I have so many favorites! But the writer who has taught me the most about writing nonfiction is Michael Lewis, the author of The Blind SideMoneyball, and Liar’s Poker, among many other wonderful books. I would happily trade my career for his. He is simply the greatest storyteller there is. His last book, The Big Short, was a page-turner about credit default swaps! Try pulling that off.

What’s the best book you read in the past year?

The Paris Architect by Charles Belfoure. I stumbled across it by accident in an airport bookstore and absolutely loved it. It’s an elegant, gripping story about a man learning how to be courageous. It is one of those rare novels that gives you a clear, beautiful insight into human psychology, as well as being wildly entertaining.

Two-Minute Barn-Raising

by Malcolm Gladwell

I grew up in Canada, in an area of Ontario where there is a large community of Old-Order Mennonites. “Old Orders,” as they are known, are a religious group who live as if the 20th century never happened. They avoid electricity, drive horses and buggies, leave school at 16, and bale hay by hand. They dress in plain black and white, with straw hats over clean-shaven faces, and when a neighbor’s barn burns down, they gather as a community to put it back up. When I was little, not long after we moved to Ontario, my father heard about a barn-raising down the road. He decided to join in.

If people of different colors and creeds are to get along, we think we need to practice approval and agreement and acceptance

My father is an Englishman, a mathematician with a long bushy beard. He drove an imported Peugeot station wagon. He wore a tie — always.

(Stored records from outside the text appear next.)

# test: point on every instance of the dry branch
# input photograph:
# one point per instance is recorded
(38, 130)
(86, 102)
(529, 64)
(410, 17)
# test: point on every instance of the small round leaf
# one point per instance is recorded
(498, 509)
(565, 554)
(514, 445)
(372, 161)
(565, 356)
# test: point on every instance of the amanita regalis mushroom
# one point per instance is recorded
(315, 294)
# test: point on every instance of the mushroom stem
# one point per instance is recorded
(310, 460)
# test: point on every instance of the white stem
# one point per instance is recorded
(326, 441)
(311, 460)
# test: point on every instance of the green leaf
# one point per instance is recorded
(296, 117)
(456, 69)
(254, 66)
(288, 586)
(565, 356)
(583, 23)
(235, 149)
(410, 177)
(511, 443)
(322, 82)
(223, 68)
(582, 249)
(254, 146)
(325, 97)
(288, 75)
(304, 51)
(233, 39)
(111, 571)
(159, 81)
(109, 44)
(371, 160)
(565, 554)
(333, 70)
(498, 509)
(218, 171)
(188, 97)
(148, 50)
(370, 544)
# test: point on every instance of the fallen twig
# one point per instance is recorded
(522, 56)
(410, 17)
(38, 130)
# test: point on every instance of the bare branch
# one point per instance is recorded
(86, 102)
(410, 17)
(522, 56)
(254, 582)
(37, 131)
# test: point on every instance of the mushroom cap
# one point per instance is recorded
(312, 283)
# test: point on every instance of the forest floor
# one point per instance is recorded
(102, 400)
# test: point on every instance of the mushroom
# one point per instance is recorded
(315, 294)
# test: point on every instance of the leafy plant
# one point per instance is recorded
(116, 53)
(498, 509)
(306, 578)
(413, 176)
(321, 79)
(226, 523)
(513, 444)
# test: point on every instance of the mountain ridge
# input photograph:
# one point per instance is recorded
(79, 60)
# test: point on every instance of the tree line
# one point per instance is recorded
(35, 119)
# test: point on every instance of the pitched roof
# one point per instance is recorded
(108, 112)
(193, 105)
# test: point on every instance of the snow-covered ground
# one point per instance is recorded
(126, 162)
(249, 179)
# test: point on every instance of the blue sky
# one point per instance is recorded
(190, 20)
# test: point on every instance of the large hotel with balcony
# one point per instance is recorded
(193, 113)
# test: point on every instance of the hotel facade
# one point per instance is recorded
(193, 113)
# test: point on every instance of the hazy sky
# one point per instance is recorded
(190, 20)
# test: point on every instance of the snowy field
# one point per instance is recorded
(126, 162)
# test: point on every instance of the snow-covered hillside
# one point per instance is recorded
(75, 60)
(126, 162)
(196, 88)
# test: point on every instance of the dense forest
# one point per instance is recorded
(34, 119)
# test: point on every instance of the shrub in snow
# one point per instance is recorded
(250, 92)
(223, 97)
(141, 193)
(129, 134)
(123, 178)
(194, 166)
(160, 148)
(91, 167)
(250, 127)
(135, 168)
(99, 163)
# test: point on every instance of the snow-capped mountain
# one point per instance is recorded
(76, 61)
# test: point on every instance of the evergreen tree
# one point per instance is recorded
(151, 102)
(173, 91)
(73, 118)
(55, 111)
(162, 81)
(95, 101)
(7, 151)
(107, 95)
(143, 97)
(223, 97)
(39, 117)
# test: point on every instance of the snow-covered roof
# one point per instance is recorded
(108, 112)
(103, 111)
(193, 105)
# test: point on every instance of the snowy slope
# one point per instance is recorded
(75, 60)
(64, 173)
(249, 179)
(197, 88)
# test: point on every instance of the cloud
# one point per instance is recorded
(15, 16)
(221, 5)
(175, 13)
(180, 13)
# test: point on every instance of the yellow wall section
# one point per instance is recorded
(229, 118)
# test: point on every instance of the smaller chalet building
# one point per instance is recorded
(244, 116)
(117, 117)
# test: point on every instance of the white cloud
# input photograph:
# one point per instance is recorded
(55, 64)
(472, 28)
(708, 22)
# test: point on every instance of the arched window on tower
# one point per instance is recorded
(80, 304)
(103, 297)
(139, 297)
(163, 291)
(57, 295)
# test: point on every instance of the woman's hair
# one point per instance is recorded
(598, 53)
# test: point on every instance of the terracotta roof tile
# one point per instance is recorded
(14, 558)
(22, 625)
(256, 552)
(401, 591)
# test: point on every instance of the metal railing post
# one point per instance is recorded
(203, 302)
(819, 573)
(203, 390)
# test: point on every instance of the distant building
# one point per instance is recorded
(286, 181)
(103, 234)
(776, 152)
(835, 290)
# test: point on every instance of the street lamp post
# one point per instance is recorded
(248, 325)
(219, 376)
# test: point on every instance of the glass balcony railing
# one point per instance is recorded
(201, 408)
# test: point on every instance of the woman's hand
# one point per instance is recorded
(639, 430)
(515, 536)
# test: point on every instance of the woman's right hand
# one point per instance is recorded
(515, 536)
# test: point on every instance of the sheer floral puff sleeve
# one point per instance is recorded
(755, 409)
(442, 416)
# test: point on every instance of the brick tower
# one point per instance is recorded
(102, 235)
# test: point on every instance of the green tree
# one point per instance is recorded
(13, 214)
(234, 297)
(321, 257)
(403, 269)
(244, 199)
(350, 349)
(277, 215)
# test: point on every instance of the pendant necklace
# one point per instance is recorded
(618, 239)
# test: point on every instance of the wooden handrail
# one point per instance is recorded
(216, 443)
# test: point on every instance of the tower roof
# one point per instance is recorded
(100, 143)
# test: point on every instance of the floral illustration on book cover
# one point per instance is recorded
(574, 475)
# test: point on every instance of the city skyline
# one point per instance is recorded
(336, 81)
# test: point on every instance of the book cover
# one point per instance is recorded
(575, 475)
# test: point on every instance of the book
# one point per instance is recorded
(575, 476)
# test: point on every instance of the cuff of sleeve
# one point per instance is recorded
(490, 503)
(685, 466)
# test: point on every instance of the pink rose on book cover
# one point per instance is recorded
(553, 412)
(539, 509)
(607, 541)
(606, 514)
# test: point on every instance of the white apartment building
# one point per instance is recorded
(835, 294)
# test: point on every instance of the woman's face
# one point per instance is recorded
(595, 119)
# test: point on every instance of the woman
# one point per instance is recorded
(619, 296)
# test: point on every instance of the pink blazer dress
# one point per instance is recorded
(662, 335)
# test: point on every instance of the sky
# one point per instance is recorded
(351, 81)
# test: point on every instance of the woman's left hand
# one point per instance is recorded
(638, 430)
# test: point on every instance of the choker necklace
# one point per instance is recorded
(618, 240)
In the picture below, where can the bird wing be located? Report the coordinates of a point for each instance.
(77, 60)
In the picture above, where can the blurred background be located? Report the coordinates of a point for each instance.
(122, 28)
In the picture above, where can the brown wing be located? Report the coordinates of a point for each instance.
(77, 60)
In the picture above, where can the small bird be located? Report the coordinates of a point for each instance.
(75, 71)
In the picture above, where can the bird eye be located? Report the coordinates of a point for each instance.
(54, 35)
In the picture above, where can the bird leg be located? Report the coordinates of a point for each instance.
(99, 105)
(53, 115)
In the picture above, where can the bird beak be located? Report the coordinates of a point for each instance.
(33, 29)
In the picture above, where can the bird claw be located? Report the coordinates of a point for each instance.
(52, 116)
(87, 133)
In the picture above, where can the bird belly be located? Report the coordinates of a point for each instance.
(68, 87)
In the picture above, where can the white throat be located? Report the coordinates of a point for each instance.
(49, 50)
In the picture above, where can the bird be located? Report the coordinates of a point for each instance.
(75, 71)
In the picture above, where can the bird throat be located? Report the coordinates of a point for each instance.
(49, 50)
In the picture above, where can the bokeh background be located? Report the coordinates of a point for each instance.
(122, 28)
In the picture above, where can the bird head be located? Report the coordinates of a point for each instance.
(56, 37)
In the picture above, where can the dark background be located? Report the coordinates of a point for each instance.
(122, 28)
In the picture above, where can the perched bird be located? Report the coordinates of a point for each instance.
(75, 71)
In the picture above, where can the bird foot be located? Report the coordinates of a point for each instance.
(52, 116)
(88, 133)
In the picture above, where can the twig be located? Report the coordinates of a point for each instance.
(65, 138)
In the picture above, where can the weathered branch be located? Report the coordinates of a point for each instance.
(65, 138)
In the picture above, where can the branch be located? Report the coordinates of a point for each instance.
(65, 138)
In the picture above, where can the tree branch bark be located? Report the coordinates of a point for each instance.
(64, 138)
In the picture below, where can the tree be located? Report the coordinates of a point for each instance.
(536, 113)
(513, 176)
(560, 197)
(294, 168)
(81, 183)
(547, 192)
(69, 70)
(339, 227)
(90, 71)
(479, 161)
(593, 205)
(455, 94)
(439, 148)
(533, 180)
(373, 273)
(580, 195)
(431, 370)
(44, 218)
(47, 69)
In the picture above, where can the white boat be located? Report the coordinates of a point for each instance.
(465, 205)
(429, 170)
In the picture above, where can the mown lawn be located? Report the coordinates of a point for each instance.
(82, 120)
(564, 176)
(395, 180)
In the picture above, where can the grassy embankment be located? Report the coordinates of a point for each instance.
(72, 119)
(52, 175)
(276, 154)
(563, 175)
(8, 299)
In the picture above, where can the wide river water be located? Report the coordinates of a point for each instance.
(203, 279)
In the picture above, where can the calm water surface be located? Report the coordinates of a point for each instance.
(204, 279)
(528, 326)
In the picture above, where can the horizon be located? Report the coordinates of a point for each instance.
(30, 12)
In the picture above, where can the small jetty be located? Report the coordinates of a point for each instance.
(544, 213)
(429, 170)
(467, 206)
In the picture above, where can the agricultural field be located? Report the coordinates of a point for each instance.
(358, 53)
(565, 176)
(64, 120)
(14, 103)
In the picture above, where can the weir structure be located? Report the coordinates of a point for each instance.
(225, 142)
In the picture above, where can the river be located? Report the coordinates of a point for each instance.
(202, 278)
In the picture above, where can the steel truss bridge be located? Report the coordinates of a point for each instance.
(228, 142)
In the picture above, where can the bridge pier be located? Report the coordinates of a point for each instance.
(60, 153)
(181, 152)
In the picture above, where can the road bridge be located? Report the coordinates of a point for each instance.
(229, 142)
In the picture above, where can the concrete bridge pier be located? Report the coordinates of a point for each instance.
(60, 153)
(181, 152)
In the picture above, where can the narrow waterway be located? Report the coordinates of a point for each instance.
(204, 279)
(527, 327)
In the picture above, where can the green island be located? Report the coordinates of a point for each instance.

We were skinny book-worms, in knee-socks and ironed short-sleeved shirts. You can imagine what I thought, on the way to the barn-raising: How on earth would a group of Old Orders accept us? This is what we always worry about, of course. If people of different colors and creeds are to get along, we think we need to practice approval and agreement and acceptance. But my father didn’t accept the Mennonite way of life that day. Nor did the Old Orders come to some kind of epiphany about the virtues of European cars, and electricity and advanced degrees in mathematics. There was a barn to raise, and so long as there was work to be done, it didn’t much matter that reading Narnia books in the car, belonged to one century and the rest of the crew to another.

The world could use more of that attitude, couldn’t it? My father joined the line of men passing lumber to the workers on the roof. Midway through the day, they fed us all bologna sandwiches and mounds of sauerkraut. And in the evening, when the last nail was hammered in, we got into our Peugeot and drove away.